Much like players in the wallet industry, players offering UPI services also used heavy cashback offers to ensure that the market was penetrated. Players such as Google (whose UPI application was formerly called Tez) started out by giving cashback on a per transaction basis. In some instances, the cashback would be more than the amount of the transaction itself.

The big difference between UPI applications and digital wallets was that UPI directly transferred money from a person’s bank account to another bank account. Whereas wallets required a user to ‘recharge’ their wallet and then transfer the money to the wallet of another user on the same platform.

UPI also eliminated the added step of transferring money from the users’ wallets to bank accounts so the money could be spent at places where a particular wallet was not accepted.
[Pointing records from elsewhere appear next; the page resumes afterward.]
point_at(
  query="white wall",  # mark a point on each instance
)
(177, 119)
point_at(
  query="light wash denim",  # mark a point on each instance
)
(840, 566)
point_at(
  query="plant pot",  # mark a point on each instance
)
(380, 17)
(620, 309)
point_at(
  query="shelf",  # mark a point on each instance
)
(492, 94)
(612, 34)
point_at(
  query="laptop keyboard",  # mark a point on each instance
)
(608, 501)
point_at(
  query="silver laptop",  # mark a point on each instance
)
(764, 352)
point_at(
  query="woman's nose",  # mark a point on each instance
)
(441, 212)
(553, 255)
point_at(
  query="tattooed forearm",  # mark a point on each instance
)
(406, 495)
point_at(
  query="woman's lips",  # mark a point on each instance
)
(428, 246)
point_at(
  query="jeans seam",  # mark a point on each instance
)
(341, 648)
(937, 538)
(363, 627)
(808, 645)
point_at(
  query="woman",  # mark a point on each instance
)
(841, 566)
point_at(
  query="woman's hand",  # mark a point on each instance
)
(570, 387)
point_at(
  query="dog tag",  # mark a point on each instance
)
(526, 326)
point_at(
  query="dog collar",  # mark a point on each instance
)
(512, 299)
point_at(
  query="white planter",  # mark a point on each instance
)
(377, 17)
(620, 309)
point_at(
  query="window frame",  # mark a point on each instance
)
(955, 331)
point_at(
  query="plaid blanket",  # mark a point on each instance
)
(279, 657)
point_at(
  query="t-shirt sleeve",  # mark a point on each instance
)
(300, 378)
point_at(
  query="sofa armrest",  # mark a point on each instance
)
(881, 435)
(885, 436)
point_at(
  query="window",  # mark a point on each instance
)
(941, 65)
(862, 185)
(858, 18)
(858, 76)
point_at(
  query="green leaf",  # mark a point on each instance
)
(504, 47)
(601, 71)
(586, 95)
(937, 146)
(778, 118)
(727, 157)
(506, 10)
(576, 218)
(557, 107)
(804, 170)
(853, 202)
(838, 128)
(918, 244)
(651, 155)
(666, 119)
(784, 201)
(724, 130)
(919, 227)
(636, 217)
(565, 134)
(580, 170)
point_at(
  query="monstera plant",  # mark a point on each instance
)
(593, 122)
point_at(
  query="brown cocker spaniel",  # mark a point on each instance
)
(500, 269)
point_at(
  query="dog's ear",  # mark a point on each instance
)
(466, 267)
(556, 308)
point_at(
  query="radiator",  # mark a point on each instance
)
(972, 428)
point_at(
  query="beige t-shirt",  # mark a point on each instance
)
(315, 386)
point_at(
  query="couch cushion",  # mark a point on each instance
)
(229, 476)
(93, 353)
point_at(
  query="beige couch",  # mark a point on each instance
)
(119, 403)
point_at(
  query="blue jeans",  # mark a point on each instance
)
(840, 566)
Users would also skip paying the minimum fees which they had to pay to transfer funds from their wallets to their bank accounts. Over time these advantages made UPI the most preferred payment method in India, even over the more traditional modes of digital payments such as credit and debit cards.

India - COVID-19 impact on digital payment apps 2020 | Statista

The Pandemic Impact

What the demonetization started; the pandemic cemented. Exchanging cash required people to be in close proximity which meant that the COVID-19 virus could easily transmit from one person to the other. Fears loomed over how the transmission could also take place via surfaces including cash. This led to numerous e-commerce companies suspending cash on delivery and allowing users to use the online mode of payment method only.
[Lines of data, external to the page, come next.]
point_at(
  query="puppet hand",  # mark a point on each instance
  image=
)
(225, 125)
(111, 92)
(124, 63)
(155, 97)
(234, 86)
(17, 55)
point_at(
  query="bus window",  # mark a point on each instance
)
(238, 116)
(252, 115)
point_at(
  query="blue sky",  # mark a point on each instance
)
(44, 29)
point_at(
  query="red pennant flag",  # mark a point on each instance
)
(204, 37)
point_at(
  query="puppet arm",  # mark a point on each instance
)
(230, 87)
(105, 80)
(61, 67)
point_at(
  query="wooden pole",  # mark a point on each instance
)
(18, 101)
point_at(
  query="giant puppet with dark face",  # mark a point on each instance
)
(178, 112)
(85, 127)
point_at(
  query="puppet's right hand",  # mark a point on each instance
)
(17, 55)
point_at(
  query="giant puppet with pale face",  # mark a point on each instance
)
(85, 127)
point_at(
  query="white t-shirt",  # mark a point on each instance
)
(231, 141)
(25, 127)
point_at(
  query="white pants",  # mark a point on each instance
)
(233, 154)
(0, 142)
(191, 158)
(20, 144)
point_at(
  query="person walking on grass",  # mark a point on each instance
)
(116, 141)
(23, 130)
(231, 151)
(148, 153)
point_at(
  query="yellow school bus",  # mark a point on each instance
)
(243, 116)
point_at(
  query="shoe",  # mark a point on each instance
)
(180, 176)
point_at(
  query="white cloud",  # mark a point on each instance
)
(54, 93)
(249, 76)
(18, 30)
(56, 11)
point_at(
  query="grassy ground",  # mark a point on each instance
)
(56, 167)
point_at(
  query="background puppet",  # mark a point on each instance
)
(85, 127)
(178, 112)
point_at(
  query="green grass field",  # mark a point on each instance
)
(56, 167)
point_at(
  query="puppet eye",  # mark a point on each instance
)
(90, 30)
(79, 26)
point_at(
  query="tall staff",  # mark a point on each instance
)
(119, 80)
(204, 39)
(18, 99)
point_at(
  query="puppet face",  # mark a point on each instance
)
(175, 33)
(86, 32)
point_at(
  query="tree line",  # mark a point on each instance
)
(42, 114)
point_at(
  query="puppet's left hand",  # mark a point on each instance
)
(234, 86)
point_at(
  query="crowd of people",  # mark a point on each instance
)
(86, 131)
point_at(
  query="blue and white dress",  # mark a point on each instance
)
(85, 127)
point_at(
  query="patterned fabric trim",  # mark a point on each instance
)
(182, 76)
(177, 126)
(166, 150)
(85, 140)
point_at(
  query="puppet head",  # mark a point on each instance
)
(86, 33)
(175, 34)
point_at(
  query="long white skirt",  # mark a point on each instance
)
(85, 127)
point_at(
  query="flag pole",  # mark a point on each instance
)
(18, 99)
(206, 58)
While such a move gave a big boost to the digital payments industry as a whole, UPI surpassed all other means of digital payments. While UPI took three years to reach a billion transactions in a month, the next billion came in just a year

One would assume in an economy where cash is inherent and innate, users would look for alternatives wherever cash is acceptable. But this is not what happened. In fact, users embraced the cultural shift. This further boosted the adoption of digital payment methods such as UPI. Numerous industries such as e-learning, online food delivery, online gaming, as well as the use of online lottery websites, etc. also saw a sharp rise in profits despite the pandemic.

How COVID-19 is accelerating digitalisation - KPMG India

Crystal-ball Gazing

Despite UPI’s excellent adoption by the public, it continues to co-dominate the Indian market along with cash. Over time, users are experiencing failing or incomplete UPI transactions, perhaps, due to the mammoth load on the UPI infrastructure.

These problems are aggravated due to the fact that UPI does not have an effective grievance redressal mechanism in place. Only time will tell how the recent notification of the National Payments Corporation of India (also known as NPCI) which requires UPI platforms to limit the number of users on its platform will impact the UPI infrastructure.

Some industry experts have pointed out that UPI has become too big which has resulted in a detriment to competition in the digital payment space. What has been lacking is an equally efficient and effective competitor to UPI. The Reserve Bank of India has proposed to launch a competitor to UPI by the name of ‘New Umbrella Entity’ (also known as NUE). NUEs are envisioned to be non-profit entities run by companies that will set up, manage and operate new payments systems which are expected to compete with NPCI’s UPI.

Taking a cue from the past, it would seem that Indians are in for a déjà vu of another bout of aggressive cashback offers to penetrate the market. But only time will tell whether cashback will be enough of an incentive to make Indians move to another payment ecosystem or will they experience ecosystem fatigue and stay locked in with UPI.